Recommendations for clinical guidelines: (a) Multisource biologic medicines should be first line biologic therapy for all patients. More expensive patented biologic medicines with no proven significant clinical benefit compared to biosimilar medicines should be only second line options. (b) Single switch of patients from an original biologic medicine to its more affordable biosimilar alternative under medical supervision should be mandated after patent expiry. (c) Physicians should not only be informed about scientific evidence on biosimilars but also guided on how to educate appropriately their patients on these medicines.
Recommendations for evidence base of policy decisions: (a) CEA or CUA should be applied to judge the full economic value of biosimilar medicines except in those cases, when biosimilar medicines are compared to their original biologic alternative for treatment naïve patients. (b) Budget impact analysis should be used to estimate the savings from biosimilar medicines, if there is no patient access limit to biologic medicines, or the incremental budget, if patient access to biologic medicines is restricted.
Recommendations for managing uncertainty: Public policymakers may consider different approaches to manage uncertainty, especially related to the switch of original biologics to its more affordable biosimilar version. (a) Ex-ante risk management: calculation of threshold for the risk of immunogenicity, where not switching patients to biosimilar medicines is the preferred option from the payers’ perspective. (b) Ex-post risk management: mandate of collecting pharmacovigilance data, and risk-management plan, in case of increased risk of immunogenicity. The risk management plan may even include risk-sharing agreements with manufacturers of biosimilar medicines.

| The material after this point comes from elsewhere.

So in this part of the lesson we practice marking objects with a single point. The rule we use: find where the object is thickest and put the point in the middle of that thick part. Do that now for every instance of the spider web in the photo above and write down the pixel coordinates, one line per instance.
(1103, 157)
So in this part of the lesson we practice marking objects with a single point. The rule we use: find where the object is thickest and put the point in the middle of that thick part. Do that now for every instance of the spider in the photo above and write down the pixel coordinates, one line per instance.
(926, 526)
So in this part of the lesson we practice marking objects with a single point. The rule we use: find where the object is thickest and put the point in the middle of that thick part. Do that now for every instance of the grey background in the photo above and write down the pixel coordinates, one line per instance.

Sustainability of health care financing is challenging in all countries, and this is especially true for lower income economies. In these countries, the main policy focus is on patient access to new and expensive health technologies which requires appropriate biosimilar drug policies. However, the key success criterion of public health programs is how to improve the utilisation and persistence with more affordable medical technologies.
Syreon Research Institute received financial support from Medicines for Europe to prepare this paper. The authors summarized their independent professional opinions and take full responsibility for potential errors in the manuscript.